At the Sheva Brachos festivities this past summer for the marriage of our youngest daughter, my wife and I heard many wonderful things about our newest son-in-law. Friends and relatives spoke about his impressive Torah scholarship, his modesty, his sterling character. We had already known all that, although it was good to hear all the same. One testimonial, though, particularly impressed me; it was offered by one of the new husband’s brothers-in-law, who, in a short speech, recounted a long-ago lively Shabbos table discussion at his in-laws’ home.
Each member of the family, it seems, had vociferously put forth his or her perspective on some now-forgotten topic. Except, the speaker recounted, for our new son-in-law. When asked by one of the others for his opinion on the matter, the reticent family member’s simple response was: “I don’t have enough information to have one.”
I smiled broadly inside (probably outside too). If only, I mused, more of us were so thoughtful. Instead, our times seem to foster a diametric approach, that all of us must have opinions, with or without the assistance of facts. Call it a Contemporary Commandment: Thou shalt leave no issue uncommented upon.
And so, opine we merrily do, with or without the requisite information, the clay of which cogent opinions are molded – or objectivity, the furnace that forges them.
Whether the topic is gun control, the Affordable Care Act, immigration reform, Afghanistan or the agreement with Iran, we must speak up; full knowledge, let alone comprehension, of all the pertinent details is no requirement. (Mindless animus for the current occupant of the White House is much preferred – but that’s a different essay.)

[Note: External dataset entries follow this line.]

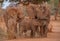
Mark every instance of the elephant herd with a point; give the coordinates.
(32, 20)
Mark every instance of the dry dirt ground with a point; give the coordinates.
(53, 36)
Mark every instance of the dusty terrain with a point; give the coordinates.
(52, 36)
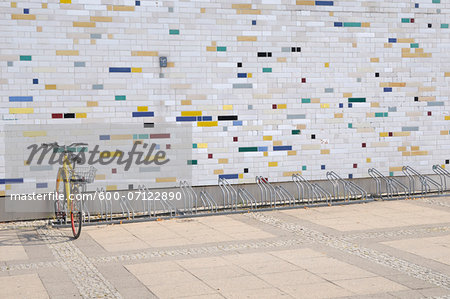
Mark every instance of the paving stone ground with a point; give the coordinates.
(394, 249)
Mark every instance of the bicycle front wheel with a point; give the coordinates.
(76, 214)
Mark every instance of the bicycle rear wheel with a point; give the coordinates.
(76, 214)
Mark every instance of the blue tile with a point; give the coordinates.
(143, 114)
(120, 69)
(282, 148)
(41, 185)
(186, 118)
(21, 99)
(324, 3)
(229, 176)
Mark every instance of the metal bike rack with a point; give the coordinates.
(392, 185)
(312, 192)
(350, 189)
(270, 194)
(424, 180)
(443, 174)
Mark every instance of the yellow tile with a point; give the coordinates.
(207, 124)
(191, 113)
(23, 17)
(83, 24)
(123, 8)
(67, 52)
(305, 2)
(34, 133)
(419, 153)
(21, 110)
(290, 173)
(241, 6)
(246, 38)
(166, 180)
(248, 12)
(101, 19)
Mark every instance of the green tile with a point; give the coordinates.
(356, 100)
(192, 162)
(352, 24)
(306, 101)
(248, 149)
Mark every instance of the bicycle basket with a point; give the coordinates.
(87, 174)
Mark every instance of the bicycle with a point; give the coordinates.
(71, 181)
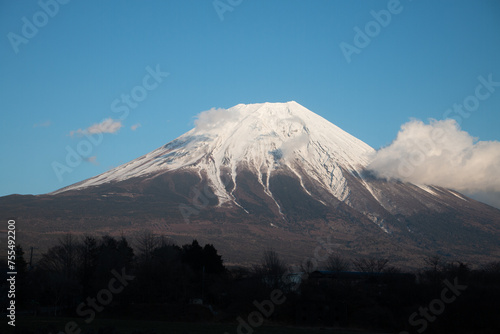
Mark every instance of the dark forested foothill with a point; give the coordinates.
(151, 278)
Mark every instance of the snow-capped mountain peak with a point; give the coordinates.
(265, 138)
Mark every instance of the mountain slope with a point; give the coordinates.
(270, 174)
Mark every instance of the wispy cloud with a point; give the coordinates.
(92, 160)
(106, 126)
(42, 124)
(215, 118)
(441, 154)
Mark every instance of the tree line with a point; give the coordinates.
(166, 280)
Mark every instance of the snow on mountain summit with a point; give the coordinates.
(264, 137)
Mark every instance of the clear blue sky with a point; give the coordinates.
(88, 53)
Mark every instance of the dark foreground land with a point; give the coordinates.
(44, 325)
(106, 286)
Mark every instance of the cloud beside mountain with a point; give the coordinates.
(440, 153)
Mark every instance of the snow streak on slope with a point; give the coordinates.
(264, 138)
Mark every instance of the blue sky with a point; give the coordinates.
(65, 75)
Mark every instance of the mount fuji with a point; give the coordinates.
(267, 175)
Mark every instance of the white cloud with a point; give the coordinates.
(42, 124)
(106, 126)
(441, 154)
(215, 118)
(92, 160)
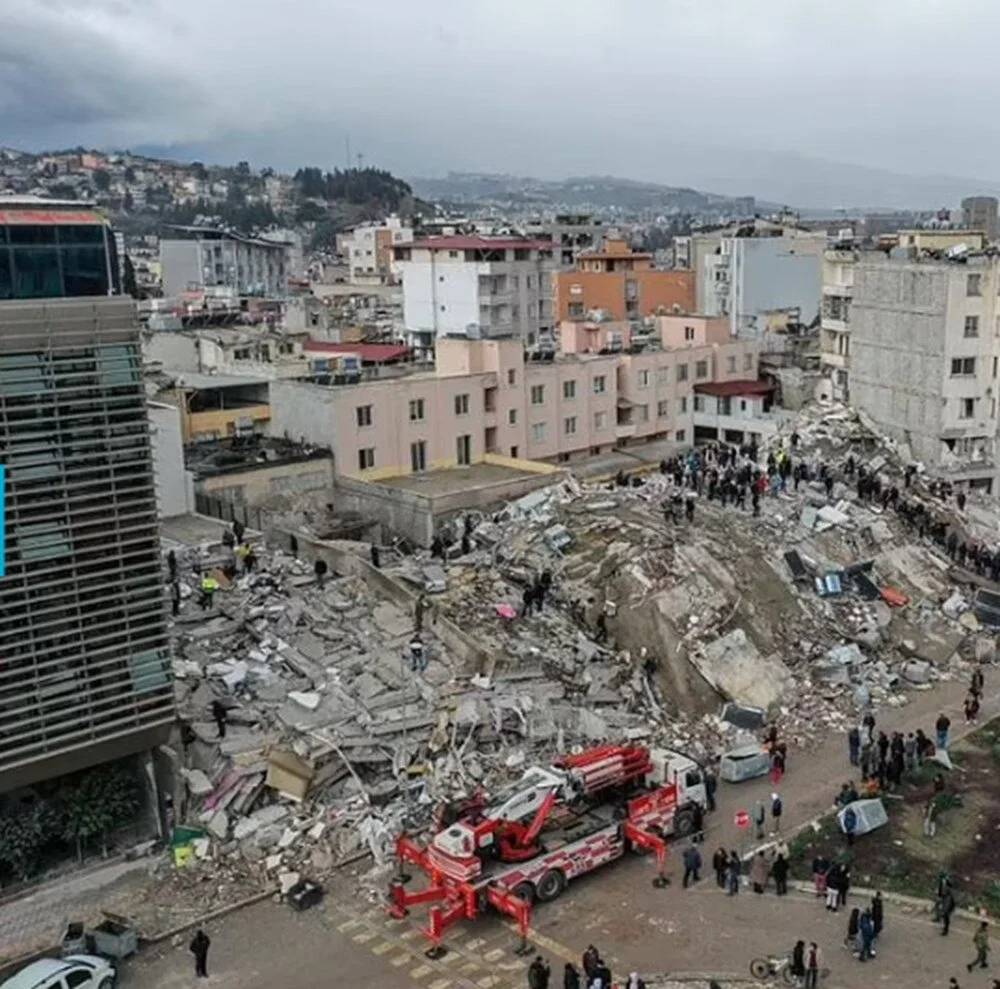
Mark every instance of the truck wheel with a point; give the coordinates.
(683, 823)
(525, 891)
(551, 885)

Opinions have become something like fashion accessories (“Oh, what a nice opinion you have! Where can I get one like it?”), and too often are just purloined from pundits who make us feel righteous – or fearful or angry, the strange preferences of some.
Worse still is opting for “selective information.” Few if any important political or social topics lack two sides. Listening to only one of them because it’s where one has decided beforehand he’d like to land may be enticing, but it’s irresponsible. Shutting oneself in the echo chamber of (take your pick) “conservative” or “liberal” or Democratic or Republican (or Jewish or non-Jewish) commentary is a recipe for intoxication, not enlightenment.
Please don’t misunderstand. We are entitled to have and voice opinions, to take sides. (Some of us do it professionally.) But thoughtful judgment begins with seriously considering all sides of an issue. And yet, while it’s not exactly hard these days to find very different perspectives on any topic, too many of us purposefully avoid the marketplace of ideas (or limit ourselves to one stall). “Oh, I don’t read that,” we glibly say, or “I never pay attention to him” – simply because the “that” and the “him” represent points of view at odds with the speaker’s gut feelings. What somehow gets lost is the recognition that there’s great gain in confronting a different point of view – and none at all in just having one’s uninformed feelings seconded.
A little experiment: Write down the names of the media or pundits you make a point of reading. Now, examine your list to see if they are homogeneous or represent a broad variety of attitudes or perspectives. If the former’s the case, you’re cheating yourself.
Needless to say, there are ideas from which we observant Jews rightly insulate ourselves. But political and social issues don’t usually entail heresy or licentiousness. What they do entail, and require, is complete information, true objectivity and long, hard thought.
Consider, for example, the death penalty. On the one hand, why should taxpayers be burdened with housing and feeding bad people? Executions, moreover, deter other would-be criminals, and can provide victims’ families a measure of solace.
And yet, there’s another hand. Killing a human being is a grave deed, not to be undertaken lightly. And people, at least some of them, can change. And mistaken convictions have sent innocent people to their deaths.
It’s easy to just dismiss the first set of points as callous, or the second as weak-willed. What’s hard is weighing the two sides against each other. But that’s what’s necessary, in the end, to reach an informed, intelligent opinion.
And if the weighing is inconclusive – which happens more than seldom – and leaves an informed, intelligent person ambivalent, well, then, maybe he should just acknowledge the fact.
What? And remain opinionless? Heavens!
Sometimes, though, that’s necessary. And, as our son-in-law understood – and all of us should – there’s no shame in that.